The structure of the game is notably different from previous games, in that you control 3 different characters: Michael, a retired big-time criminal living the good life; Franklin, a young black man trying to better himself and avoid getting stuck in the perpetual cycle of drugs and poverty in the hood; and Trevor, a sociopathic redneck running his own meth empir.e These three characters' lives become intertwined as the story plays out, and you can't just go one and neglect the others. I think this mechanic provided some extra variety and allowed the story to progress a bit more naturally. It also added some tension to as you are able to more easily become attached to certain characters, which can provide some interesting situations, as it's obvious from the start that their motivations are not exactly in sync.

The missions themselves which develop the story are not a huge departure from previous games, but they do successfully avoid the chauffeuresque missions that can frequent these type of games to pad it out.
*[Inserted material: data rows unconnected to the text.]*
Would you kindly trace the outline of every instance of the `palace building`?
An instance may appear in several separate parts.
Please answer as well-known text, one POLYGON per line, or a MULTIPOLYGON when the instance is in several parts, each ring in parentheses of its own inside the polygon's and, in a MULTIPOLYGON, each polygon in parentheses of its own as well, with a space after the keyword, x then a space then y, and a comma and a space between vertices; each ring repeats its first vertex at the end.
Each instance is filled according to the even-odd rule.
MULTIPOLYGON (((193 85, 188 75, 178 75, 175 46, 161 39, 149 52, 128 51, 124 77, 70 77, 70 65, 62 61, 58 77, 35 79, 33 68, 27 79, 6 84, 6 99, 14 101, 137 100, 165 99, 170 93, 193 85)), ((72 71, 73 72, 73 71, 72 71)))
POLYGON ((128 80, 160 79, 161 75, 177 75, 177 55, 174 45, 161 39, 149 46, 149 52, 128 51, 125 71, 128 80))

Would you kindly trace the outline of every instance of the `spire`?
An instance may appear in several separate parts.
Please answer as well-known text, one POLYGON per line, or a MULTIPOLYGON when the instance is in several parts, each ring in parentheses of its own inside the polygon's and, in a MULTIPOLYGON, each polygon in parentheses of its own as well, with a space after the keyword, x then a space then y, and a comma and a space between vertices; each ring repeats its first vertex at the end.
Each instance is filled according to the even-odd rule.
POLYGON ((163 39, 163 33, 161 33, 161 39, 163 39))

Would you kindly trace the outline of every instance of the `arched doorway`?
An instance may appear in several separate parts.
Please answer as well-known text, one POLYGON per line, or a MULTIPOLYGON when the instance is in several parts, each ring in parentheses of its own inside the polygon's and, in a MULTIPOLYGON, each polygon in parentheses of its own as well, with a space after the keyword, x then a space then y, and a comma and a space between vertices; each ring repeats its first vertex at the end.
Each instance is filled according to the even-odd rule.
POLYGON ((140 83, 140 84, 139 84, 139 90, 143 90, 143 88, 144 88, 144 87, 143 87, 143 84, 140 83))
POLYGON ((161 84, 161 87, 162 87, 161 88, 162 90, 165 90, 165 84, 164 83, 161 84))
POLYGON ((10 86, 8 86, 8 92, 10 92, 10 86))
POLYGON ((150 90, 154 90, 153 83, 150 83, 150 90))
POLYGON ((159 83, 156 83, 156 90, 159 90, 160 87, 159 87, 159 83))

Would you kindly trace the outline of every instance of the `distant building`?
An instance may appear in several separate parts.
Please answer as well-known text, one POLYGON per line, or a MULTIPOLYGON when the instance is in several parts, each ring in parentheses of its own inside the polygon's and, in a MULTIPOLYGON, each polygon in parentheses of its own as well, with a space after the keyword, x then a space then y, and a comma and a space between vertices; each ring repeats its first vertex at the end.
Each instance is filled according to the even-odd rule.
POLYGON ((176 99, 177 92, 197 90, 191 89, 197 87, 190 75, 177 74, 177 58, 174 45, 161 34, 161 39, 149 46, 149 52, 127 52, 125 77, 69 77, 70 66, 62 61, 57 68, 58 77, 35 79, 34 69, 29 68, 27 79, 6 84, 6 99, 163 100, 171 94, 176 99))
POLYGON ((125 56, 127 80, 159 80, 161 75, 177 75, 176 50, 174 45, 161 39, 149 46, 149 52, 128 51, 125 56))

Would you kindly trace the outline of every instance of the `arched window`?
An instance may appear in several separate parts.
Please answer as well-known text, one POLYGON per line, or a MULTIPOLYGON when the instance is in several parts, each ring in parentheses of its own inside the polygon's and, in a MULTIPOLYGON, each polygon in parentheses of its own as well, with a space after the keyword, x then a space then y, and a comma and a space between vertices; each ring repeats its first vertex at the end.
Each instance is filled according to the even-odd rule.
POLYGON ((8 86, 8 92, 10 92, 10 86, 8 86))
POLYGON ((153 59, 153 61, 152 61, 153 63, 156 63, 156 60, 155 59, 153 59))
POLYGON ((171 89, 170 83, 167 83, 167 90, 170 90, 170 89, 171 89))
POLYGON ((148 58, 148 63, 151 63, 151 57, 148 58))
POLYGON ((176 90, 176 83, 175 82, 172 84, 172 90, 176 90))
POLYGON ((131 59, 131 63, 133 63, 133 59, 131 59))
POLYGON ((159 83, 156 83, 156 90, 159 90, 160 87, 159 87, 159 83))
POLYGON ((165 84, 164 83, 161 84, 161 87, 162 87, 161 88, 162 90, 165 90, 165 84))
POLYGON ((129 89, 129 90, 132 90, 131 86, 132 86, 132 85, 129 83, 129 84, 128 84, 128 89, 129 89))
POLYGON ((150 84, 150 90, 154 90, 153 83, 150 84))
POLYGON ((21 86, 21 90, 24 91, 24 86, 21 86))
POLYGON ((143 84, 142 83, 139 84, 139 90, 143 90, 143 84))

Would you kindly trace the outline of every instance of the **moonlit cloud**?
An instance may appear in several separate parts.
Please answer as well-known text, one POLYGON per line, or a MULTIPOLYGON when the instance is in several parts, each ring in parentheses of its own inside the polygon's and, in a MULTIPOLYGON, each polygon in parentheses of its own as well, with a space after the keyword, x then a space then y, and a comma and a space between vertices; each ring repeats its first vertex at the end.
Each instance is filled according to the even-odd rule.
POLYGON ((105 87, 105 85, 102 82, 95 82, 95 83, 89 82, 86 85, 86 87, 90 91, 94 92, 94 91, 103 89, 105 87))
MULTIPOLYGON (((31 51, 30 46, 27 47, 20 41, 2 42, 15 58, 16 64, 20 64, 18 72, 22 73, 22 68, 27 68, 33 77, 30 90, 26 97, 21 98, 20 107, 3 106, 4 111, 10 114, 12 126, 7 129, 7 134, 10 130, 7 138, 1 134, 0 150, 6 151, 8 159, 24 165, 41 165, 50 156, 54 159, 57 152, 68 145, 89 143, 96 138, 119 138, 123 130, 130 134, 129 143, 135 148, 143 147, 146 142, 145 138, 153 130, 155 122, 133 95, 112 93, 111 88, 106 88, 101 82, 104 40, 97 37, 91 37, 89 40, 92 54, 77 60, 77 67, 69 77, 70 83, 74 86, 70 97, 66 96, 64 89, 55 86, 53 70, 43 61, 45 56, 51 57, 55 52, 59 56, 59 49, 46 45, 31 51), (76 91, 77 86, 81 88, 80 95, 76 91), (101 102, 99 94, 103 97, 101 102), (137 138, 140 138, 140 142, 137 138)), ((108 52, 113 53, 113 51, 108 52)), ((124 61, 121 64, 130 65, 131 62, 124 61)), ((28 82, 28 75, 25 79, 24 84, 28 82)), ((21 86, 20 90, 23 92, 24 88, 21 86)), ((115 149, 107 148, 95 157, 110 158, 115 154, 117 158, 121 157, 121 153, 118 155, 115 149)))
The side missions are numerous and varied, and you could, as expected, spend dozens of hours trying to consume all the content it holds.

Actual gameplay is improved from its predecessor too I feel. The biggest difference I noticed is teh car-handling, which was underwhelming in four, which, while possibly realistic, the poor handling was just flat-out less fun than we were used to. The car-handling in GTAV, while not quite at the arcadey levels of Vice City, is much more responsive are quicker, and this is further helped by the higher amount of luxury cars as you'd expect with areas such as Hollywood Hills inspired Vinewood Hills.

The map is huge -- the biggest ever in a GTA game, bigger than San Andreas, GTA IV and Red Dead Redemption combined! You can really tell too. I always felt San Andreas got a bit too much redit for the size of its map, becasue it was mainly empty despite have 3 cities in it. The same can be said for the GTA V, but proportionally, it feels a lot less like a few medium-sized cities scattered far away from each other in a desert and more like a massive city that has added depth from small settlements a drive away.

The multiplayer, at least now, with Heists released and time to polish it off, is great fun and provides hours of entertainment. Owning your own place, car and guns gives a sense of ongoing intrigue that keeps you coming back. The addition of money doesn't give too much of a sense of grind, as it seems easy enough to acquire it to get most of your desires, although you will have to prioritise if you're playing casual.

I've played on the PC, which is one of the next-gen versions alongside the XBox One and Playstation 4 versions, and by all accounts, it is the definitive version. The graphics are sublime, especially when considering the expansive world and the sheer amount of loving detail that has been added. First-person view is added, which, personally, makes aiming a considerably more enjoyable affair, and also personally, for a more immersive game as you walk around. There are also extra multiplayer missions available that aren't on the previous generation, which are pretty good fun. I have a soft spot for the Hasta La Vista missions, where you get truckers to try and run over (non motor) cyclists.

My only critcisms are some bugs -- I had to reload where a game became impossible to progress, for example.

Overall, the game is great. Lots of laughs to be had, the vehicles are fun, the landscape and world is stunning, and there's lots of novelty to be had. I can't even cover it in this, and it's pretty long as far as I'm concerned.